WER KEIN EXPERTE IST, BEKOMMT KEINEN FUSS MEHR AUF DEN BODEN

Der Fake an sich ist keine neue Erfindung. Seit jeher geben Menschen vor etwas zu sein, wovon nicht sicher ist, ob sie es einlösen können. Die Inszenierung hat nicht Shakespeare erfunden, sondern ein Mensch, der in seiner Umgebung eine bestimmte Rolle einzunehmen hatte. Auch umgekehrt war es schon immer so: Menschen haben anderen Menschen aufgrund dieser Inszenierung Vertrauen geschenkt. Die Kulturtechnik Fake besteht aus dem Wechselspiel von Zutrauen und Vertrauen. „Der wird das schon richtig machen, immerhin ist er der Arzt!“ „Ihr vertrauen wir, sie ist die Staranwältin!“ „Auf ihn verlassen wir uns, er ist der Kapitän!“ „Sie ist die beste Projektmanagerin, die es für dieses Vorhaben gibt!“
Zu diesem Schein gehören übrigens nicht nur die entsprechende Kleidung und vielfältige Statussymbole, sondern auch ganz bestimmte Rituale. Wer beispielsweise in einer Arztpraxis lange im Wartezimmer gewartet hat, schließlich ins Arztzimmer gebeten wird und noch einmal warten muss, bis der Arzt dann endlich auch erscheint, der fühlt: Ich bin hier nicht der Maler, sondern die Leinwand. Gleich ist es so weit, der Herr Doktor kommt. Er schenkt mir seine wertvolle Zeit. Nur er kann mir helfen!

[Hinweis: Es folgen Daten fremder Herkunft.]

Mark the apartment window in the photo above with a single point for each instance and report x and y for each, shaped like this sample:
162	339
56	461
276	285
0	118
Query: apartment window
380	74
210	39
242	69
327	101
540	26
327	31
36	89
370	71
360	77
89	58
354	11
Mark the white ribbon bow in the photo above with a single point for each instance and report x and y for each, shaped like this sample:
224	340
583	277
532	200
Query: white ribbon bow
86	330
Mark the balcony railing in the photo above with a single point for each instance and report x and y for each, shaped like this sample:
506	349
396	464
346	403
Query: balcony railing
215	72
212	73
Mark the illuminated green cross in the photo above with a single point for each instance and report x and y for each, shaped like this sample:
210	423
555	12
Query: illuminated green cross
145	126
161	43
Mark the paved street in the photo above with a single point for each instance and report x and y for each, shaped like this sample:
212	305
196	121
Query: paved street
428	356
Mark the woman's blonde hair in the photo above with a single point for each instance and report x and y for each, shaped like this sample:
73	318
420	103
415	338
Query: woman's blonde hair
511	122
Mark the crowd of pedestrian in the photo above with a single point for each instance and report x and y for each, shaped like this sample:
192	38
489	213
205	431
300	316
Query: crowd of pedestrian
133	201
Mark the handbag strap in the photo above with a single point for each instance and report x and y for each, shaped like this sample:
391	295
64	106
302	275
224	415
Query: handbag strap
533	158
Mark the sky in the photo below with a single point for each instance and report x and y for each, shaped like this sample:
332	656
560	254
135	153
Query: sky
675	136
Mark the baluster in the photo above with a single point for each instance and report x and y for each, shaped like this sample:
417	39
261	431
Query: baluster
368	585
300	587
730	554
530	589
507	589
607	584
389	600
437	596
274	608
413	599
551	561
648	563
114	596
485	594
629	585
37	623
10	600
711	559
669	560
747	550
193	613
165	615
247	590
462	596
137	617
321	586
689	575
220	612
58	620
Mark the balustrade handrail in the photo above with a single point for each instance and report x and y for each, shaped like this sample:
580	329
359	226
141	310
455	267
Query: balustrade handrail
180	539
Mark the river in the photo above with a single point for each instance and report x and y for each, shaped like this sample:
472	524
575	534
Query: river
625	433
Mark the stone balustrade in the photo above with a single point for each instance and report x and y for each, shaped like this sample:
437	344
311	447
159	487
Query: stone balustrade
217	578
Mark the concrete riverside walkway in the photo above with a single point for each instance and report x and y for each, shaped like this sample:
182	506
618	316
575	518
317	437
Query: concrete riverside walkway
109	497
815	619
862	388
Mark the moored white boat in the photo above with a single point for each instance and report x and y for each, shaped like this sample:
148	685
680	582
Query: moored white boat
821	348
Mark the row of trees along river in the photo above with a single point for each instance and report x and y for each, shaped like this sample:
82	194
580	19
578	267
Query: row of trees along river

Zum Fake gehören immer beide Seiten: einer, der dank seiner Uniform und seines Auftretens den Anschein erweckt, als könne er das, was er tut. Und einer, der dem Gegenüber mit dem richtigen Auftreten, dem richtigen Habitus, den richtigen Ritualen zutraut, das gut zu können, wofür er ihn braucht, ihn engagiert, sich ihm anvertraut. Verantwortungsgefühl auf der einen Seite, Vertrauen auf der anderen: Das ist der gesellschaftliche Nährboden für den Fake.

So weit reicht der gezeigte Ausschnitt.